Outra ideia vem do Miguel, do PicNik. “Sugiro inverter a lógica dos workshops: ao invés de gastar com palestrantes que vão capacitar apenas um seleto grupo de ‘novos pioneiros’, por que não estender a ação para um grupo maior, investindo no desenvolvimento de mais agentes interessados em produzir movimento e cultura na cidade?”
A gente também se pergunta se o Retrato vai abrir caminhos para esses caras inovadores apresentarem projetos culturais aos dois realizadores pesos-pesados – Correio e CCBB. Será que, além de uma materinha bacana com fotinha, dá pra ter acesso a um patrocínio?
Finalmente, o Bruno, da Galeria Ponto, lembra do papel de uma pesquisa como essa num momento em que tantos espaços culturais estão sucateados.
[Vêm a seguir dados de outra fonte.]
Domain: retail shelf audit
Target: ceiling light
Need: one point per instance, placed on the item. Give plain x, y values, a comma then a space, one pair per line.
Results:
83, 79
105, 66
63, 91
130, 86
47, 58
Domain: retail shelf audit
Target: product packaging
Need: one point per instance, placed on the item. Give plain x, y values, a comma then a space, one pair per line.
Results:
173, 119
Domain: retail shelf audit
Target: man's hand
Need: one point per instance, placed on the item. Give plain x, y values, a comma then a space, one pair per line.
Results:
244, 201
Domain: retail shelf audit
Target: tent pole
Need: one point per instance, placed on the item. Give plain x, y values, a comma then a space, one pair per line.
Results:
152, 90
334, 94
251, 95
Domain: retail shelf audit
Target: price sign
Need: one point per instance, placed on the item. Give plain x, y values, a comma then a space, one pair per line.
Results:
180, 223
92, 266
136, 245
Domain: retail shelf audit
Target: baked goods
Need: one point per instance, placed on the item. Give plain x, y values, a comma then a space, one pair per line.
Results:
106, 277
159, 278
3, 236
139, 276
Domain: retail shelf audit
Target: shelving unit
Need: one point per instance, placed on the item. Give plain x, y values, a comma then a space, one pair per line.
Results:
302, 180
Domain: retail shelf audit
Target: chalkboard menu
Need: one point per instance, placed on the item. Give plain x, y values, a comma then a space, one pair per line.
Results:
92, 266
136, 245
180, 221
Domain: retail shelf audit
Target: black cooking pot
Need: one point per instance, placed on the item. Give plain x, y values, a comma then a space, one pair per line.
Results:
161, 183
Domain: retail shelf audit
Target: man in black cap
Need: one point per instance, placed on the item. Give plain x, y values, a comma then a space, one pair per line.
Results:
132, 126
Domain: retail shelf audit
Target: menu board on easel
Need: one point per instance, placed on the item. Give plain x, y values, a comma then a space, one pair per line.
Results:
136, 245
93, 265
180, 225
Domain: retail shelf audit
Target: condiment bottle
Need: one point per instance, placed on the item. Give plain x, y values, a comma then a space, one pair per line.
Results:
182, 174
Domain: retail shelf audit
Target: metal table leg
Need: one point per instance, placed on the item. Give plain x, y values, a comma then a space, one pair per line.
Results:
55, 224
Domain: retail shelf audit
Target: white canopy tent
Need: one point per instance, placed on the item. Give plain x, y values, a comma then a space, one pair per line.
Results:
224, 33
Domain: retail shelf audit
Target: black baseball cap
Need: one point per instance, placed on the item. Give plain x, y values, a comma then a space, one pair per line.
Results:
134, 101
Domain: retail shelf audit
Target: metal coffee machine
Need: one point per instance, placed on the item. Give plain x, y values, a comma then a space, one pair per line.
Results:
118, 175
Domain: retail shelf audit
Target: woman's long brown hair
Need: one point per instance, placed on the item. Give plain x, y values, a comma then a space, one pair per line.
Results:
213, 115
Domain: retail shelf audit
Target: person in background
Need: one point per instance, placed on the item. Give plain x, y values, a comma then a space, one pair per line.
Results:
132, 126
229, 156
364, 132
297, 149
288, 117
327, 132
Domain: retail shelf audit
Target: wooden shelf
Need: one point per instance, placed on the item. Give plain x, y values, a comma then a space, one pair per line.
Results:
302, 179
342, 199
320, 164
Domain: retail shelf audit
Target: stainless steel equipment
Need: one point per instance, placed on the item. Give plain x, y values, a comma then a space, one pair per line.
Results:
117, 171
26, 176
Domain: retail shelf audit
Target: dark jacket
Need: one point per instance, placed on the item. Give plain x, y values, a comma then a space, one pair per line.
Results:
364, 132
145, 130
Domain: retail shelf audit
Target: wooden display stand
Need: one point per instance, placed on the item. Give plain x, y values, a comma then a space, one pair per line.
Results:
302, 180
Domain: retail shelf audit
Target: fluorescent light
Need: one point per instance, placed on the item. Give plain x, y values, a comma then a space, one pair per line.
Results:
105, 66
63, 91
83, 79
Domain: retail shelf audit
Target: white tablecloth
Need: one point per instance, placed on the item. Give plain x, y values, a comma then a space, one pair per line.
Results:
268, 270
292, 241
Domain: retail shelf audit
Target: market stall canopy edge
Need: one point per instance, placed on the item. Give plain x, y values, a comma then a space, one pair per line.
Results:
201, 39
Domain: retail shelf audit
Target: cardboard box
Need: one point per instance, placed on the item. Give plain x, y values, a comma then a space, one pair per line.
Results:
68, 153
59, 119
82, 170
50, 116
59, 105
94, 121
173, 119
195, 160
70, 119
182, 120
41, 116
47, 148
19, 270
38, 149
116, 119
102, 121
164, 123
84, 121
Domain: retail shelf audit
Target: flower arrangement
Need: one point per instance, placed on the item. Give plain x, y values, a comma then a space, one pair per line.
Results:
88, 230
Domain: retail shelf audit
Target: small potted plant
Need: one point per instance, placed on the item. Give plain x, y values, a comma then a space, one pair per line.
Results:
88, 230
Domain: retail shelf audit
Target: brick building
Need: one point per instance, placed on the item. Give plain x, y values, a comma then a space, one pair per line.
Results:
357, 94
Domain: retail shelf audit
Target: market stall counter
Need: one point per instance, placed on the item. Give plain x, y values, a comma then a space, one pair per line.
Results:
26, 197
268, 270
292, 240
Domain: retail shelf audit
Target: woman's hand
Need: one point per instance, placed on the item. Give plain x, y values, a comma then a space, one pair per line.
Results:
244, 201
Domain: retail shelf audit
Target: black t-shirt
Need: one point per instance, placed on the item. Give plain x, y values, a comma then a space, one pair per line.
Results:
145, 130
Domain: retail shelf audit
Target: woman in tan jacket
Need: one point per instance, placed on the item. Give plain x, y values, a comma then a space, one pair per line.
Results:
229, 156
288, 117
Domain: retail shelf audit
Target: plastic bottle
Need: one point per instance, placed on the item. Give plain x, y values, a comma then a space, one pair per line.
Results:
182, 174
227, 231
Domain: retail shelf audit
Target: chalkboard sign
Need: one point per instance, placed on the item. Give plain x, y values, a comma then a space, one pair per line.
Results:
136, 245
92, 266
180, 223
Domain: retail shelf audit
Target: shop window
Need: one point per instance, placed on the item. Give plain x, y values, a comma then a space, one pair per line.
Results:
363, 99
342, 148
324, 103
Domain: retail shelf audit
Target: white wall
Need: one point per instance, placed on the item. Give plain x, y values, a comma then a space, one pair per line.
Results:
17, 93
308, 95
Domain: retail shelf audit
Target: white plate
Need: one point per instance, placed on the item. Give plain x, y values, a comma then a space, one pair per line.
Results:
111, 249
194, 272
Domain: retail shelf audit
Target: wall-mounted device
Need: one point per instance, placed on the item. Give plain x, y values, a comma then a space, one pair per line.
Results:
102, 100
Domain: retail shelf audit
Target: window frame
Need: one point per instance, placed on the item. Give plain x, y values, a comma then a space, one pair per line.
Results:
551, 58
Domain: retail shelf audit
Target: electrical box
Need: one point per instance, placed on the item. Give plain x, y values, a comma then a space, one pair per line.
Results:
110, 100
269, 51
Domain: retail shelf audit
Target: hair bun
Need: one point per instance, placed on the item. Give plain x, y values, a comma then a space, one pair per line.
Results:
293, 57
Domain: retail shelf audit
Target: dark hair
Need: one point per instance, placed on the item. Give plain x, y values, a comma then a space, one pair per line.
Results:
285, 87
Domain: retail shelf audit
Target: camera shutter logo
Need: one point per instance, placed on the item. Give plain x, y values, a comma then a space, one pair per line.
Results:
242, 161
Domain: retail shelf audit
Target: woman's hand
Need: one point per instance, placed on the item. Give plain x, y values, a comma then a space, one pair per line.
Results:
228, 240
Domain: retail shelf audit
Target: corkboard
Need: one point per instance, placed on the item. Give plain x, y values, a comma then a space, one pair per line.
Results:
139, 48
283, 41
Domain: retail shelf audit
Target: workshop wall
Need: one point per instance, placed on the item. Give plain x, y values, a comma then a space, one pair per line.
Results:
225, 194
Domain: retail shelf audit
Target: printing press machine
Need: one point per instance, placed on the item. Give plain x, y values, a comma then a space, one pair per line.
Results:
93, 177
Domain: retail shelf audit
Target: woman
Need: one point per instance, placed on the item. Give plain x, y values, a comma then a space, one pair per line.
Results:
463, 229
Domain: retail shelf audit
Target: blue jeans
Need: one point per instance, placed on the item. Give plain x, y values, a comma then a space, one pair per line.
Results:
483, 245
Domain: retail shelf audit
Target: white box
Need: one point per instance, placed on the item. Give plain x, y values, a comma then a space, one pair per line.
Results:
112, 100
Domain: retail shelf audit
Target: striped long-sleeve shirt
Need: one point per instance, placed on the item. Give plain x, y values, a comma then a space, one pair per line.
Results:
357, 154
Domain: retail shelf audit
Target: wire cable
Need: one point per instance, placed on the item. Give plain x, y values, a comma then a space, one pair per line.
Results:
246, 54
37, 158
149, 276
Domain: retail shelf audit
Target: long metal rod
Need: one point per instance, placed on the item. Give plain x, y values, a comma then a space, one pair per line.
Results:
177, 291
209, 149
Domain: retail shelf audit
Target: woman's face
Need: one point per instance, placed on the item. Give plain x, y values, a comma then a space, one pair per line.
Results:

Para ele, é um grande desafio para os realizadores do Retrato justificar a aplicação de R$ 2,5 milhões nesse cenário.
“Esse projeto tem de gerar benefícios muito sólidos para justificar o uso desse dinheiro. Do contrário, teria sido mais apropriado, em termos de interesse público, a recuperação e reativação do MAB e do centro Renato Russo, por exemplo”, diz ele.
E você, hein, o que você acha?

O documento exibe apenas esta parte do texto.